Sen. Hillary Rodham Clinton, D-N.Y., relished the chances presented to her -- cognizant of the fact that this might have been the final time she and Obama met in a debate. And both candidates have rather clearly memorized the briefing books by this point.

"Mrs. Clinton did not let an opportunity pass as she repeatedly challenged Mr. Obama on his record and views -- assisted, as it turned out, by vigorous questioning by the two moderators from ABC News, Charles Gibson and George Stephanopoulos," Adam Nagourney and Jeff Zeleny write in The New York Times.

"The result was arguably one of Mr. Obama's weakest debate performances," they write.

"He at times appeared annoyed as he sought to answer questions about his former pastor, his reluctance to wear an American flag pin on his lapel and his association in Chicago with former members of the Weather Underground, a radical group that carried out bombings in the 1960s that were intended to incite the overthrow of the government."
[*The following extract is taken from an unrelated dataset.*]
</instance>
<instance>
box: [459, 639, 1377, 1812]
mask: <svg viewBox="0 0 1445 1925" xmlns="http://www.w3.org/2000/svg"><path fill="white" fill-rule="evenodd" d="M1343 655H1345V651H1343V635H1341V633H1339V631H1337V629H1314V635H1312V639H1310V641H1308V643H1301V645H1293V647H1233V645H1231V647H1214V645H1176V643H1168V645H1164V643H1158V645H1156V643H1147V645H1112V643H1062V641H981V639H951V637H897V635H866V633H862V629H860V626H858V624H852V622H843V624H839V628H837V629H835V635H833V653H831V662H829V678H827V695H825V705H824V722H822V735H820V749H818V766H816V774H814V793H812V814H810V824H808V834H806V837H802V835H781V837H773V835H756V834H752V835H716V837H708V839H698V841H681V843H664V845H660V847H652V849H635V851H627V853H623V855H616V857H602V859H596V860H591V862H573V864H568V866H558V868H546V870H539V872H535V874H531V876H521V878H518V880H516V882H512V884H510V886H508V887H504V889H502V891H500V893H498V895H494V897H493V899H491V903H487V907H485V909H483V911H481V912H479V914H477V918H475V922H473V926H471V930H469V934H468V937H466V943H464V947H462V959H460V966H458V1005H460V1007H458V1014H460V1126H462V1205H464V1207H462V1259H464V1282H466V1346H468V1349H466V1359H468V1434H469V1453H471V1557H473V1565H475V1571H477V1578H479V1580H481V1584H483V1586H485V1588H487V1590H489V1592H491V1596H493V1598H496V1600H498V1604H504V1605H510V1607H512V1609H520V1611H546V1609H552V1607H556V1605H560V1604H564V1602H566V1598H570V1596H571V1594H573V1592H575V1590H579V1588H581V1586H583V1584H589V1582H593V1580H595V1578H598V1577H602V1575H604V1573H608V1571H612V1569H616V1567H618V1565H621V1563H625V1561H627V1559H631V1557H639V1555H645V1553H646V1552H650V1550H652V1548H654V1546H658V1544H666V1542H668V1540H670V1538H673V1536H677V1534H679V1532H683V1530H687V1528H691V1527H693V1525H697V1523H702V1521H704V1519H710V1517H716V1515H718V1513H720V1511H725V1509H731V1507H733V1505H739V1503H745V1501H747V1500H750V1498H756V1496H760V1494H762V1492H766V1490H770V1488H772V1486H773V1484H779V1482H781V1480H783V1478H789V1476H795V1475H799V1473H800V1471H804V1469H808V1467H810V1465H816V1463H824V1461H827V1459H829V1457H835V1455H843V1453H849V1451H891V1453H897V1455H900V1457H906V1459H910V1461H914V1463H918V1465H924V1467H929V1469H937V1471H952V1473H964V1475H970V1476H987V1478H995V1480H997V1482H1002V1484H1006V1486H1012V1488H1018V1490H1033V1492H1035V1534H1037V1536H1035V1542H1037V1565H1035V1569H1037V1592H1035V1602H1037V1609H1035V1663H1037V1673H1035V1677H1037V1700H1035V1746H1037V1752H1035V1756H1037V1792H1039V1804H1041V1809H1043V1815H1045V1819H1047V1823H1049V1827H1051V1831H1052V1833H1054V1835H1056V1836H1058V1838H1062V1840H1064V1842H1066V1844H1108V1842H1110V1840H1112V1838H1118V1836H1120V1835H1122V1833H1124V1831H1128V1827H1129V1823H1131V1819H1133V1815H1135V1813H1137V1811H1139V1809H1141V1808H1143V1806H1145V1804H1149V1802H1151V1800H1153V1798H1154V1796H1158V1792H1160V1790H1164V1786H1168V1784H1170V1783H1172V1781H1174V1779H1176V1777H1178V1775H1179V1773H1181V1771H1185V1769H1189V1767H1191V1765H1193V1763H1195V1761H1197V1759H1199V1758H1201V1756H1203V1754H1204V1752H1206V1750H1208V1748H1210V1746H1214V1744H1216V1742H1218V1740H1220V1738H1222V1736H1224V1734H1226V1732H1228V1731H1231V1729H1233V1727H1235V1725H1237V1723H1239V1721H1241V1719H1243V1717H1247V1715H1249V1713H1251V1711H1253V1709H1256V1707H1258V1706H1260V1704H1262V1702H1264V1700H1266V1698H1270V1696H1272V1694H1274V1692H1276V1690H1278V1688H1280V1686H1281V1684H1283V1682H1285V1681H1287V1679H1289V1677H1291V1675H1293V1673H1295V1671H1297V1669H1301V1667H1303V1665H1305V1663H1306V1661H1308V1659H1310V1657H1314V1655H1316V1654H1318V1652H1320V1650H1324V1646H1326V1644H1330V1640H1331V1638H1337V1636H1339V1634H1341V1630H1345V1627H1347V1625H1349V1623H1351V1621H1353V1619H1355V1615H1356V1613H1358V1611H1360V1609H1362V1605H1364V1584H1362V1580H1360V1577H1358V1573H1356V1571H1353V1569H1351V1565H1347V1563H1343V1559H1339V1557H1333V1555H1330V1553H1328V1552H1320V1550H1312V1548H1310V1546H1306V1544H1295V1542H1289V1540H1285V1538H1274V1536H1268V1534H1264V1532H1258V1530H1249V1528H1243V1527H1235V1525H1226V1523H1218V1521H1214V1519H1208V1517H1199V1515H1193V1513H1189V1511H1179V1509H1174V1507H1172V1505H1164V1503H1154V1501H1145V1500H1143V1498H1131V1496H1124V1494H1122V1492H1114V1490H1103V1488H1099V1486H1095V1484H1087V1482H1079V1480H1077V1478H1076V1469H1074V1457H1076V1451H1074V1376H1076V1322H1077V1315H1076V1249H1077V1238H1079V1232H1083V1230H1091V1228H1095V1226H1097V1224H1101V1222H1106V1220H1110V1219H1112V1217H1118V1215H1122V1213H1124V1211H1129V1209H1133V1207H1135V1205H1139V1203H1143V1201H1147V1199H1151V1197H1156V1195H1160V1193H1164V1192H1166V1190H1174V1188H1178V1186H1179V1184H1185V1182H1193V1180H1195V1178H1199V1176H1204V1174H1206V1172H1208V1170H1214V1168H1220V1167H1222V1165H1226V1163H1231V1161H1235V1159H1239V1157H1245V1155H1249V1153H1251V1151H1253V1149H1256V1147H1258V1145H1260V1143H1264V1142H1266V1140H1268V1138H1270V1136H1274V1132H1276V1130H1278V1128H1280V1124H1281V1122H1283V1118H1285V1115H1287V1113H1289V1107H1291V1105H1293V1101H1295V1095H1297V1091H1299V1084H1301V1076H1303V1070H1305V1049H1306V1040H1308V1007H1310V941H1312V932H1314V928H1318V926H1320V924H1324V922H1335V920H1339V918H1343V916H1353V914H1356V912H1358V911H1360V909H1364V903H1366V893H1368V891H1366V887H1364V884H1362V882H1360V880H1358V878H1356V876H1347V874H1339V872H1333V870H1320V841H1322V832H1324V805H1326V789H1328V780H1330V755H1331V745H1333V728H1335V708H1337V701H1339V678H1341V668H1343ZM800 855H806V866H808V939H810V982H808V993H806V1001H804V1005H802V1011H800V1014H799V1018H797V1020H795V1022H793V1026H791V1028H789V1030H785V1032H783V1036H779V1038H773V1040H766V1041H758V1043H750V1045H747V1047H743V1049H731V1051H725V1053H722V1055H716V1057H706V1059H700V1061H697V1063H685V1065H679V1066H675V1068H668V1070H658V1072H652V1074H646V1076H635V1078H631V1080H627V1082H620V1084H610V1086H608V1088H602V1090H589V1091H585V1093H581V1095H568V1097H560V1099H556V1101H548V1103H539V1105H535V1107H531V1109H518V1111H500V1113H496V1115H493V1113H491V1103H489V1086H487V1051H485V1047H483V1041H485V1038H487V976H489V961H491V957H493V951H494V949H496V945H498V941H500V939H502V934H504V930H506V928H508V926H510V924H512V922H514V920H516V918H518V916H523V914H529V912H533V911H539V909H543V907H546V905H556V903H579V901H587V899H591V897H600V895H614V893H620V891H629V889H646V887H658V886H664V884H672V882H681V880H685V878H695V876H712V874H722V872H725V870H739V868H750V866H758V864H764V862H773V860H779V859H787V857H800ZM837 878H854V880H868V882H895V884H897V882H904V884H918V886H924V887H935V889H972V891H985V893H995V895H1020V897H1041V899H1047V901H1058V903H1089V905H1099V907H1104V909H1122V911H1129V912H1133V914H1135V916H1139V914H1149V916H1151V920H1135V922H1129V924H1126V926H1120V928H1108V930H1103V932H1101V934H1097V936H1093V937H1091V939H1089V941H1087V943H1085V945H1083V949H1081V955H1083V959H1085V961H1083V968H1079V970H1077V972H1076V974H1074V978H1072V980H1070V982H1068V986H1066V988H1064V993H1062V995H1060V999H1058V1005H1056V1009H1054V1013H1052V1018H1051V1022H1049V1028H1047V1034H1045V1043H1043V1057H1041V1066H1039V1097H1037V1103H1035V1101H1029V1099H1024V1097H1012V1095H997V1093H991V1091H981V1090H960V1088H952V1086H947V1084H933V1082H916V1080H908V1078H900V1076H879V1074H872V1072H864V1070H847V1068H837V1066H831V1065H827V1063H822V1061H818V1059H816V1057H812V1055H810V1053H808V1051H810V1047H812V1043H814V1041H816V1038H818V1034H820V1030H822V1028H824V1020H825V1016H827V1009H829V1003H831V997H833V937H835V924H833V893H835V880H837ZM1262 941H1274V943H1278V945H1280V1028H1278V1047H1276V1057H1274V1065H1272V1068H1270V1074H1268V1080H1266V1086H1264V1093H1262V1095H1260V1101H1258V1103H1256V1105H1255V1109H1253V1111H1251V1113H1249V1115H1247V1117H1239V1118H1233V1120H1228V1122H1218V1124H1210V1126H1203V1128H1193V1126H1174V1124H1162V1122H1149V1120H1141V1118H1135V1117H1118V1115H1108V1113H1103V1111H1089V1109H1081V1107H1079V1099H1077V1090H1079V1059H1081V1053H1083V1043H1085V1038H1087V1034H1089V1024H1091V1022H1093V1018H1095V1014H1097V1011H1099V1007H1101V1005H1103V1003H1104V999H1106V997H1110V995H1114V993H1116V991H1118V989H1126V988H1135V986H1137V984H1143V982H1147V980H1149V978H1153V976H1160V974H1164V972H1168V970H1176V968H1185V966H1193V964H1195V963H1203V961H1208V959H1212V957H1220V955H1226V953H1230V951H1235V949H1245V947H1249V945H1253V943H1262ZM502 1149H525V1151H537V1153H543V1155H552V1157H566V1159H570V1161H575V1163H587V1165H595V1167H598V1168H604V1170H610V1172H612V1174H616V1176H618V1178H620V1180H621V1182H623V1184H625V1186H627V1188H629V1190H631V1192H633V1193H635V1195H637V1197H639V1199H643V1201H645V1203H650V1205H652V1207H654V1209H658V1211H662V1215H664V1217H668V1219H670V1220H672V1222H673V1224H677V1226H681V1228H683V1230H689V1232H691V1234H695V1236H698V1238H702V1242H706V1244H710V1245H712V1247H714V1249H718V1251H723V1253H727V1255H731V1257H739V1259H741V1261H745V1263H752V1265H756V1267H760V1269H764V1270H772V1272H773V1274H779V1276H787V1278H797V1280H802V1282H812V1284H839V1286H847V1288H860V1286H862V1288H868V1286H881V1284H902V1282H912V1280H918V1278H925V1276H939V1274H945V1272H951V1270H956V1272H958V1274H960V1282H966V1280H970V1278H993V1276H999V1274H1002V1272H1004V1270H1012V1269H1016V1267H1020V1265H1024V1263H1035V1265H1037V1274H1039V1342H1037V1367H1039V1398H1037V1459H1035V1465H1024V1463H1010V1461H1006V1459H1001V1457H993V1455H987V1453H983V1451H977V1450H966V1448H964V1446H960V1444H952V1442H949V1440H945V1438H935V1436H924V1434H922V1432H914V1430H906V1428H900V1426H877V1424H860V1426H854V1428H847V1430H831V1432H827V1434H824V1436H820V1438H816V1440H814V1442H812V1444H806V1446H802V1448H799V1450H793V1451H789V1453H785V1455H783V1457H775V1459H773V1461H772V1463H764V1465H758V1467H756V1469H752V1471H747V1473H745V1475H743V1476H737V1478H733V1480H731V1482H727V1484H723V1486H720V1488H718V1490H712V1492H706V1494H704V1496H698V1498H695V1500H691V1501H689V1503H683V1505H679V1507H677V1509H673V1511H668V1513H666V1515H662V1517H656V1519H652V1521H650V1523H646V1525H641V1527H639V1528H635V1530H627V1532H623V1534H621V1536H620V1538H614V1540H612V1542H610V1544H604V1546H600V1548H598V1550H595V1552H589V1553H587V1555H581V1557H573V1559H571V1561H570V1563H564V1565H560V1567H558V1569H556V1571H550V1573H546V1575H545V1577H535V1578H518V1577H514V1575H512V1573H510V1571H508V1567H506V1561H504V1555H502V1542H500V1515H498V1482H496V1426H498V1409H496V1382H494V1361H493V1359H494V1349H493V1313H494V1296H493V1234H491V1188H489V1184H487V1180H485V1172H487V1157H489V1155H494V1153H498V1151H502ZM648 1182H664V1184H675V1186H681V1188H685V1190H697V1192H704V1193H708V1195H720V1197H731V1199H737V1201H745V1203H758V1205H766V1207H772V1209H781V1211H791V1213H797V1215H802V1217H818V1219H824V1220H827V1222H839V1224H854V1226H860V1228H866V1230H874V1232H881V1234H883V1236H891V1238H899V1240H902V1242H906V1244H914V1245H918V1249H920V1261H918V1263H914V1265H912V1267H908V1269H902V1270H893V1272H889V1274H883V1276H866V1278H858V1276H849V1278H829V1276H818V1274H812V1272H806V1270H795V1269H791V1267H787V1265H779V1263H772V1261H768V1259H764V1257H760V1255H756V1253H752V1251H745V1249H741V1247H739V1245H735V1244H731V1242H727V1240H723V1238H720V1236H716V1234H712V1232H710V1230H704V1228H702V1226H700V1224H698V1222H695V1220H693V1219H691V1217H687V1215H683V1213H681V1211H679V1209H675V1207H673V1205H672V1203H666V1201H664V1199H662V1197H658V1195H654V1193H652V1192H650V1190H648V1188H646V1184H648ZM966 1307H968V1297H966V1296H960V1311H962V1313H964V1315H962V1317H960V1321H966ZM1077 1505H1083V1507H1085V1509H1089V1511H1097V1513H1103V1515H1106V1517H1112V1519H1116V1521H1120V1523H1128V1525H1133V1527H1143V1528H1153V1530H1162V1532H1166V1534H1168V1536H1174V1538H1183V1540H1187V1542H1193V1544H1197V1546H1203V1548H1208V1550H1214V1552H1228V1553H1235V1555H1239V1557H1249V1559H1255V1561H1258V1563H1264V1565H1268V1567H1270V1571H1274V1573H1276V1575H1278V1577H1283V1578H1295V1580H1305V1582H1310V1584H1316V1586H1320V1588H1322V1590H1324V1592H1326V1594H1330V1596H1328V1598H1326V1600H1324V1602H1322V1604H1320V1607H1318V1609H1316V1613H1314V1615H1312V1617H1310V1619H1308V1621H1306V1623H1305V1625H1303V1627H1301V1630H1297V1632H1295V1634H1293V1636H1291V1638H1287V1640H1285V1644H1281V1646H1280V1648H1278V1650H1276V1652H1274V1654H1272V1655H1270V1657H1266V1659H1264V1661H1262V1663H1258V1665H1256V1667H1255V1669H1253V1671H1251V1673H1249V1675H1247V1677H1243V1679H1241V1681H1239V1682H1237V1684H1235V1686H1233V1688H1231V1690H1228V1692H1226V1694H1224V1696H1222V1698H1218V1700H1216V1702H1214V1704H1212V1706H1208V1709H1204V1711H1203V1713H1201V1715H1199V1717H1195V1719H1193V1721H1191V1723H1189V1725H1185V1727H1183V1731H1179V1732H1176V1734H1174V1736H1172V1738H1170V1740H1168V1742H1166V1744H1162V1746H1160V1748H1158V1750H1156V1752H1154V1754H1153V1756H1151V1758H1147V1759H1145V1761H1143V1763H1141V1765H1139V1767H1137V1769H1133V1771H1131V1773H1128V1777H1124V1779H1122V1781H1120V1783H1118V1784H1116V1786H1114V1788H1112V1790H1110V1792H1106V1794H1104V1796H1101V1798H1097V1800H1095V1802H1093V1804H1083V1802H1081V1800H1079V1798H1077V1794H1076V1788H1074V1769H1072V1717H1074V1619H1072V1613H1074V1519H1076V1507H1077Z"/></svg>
"This was a tough debate, especially for Barack Obama," ABC's David Wright reported on "Good Morning America" Thursday. "Hillary Clinton almost seemed to look past the Pennsylvania voters and address the superdelegates, raising questions about Obama's electability."

Clinton seemed to come to the night aware of her rising negative numbers -- her jabs were sharp, but she repeatedly returned to the need for a Democrat (any Democrat) to win.

Yet among the debate's most memorable lines: her concession, when pressed, on whether that winning Democrat can be Obama: "Yes. Yes. Yes. Now, I think I can do a better job." (Superdelegates may need a bit more than that.)

That's the AP's Beth Fouhy's lead: "Hillary Rodham Clinton said emphatically Wednesday night that Barack Obama can win the White House this fall, undercutting her efforts to deny him the Democratic presidential nomination by suggesting he would lead the party to defeat."

But the heat belonged mostly to Obama: "The encounter, particularly in the early stages, seemed more like a grilling of Obama on a Sunday-morning talk show than a debate between the two candidates," Anne Kornblut and Dan Balz write in The Washington Post.

It was a "tense and grim encounter," per the Philadelphia Inquirer's Larry Eichel. "Obama, who seemed on the defensive for much of the conversation about personal vulnerabilities, said that such topics -- including the fact that he rarely wears an American flag lapel pin -- distract people from dealing with the more pressing matters of economics, health care and foreign policy."

The Chicago Sun-Times' Lynn Sweet saw a dry run for the general: "If Obama does become the Democratic nominee -- highly likely, even if he does not do well in the April 22 Pennsylvania Democratic primary -- Wednesday's debate could be seen as a preview of what Obama will be hit with by the Republicans."

That was Clinton's warning -- as argued in what's really a case to superdelegates: "They're going to be out there in full force," she said of Republicans in a general election. (And they have company.)

"The debate -- while its impact on Tuesday's Pennsylvania primary could be negligible -- also seemed to buttress the central argument of Clinton and her husband against Obama's candidacy: that he will be an inviting target for John McCain in the fall," writes Politico's Carrie Budoff Brown.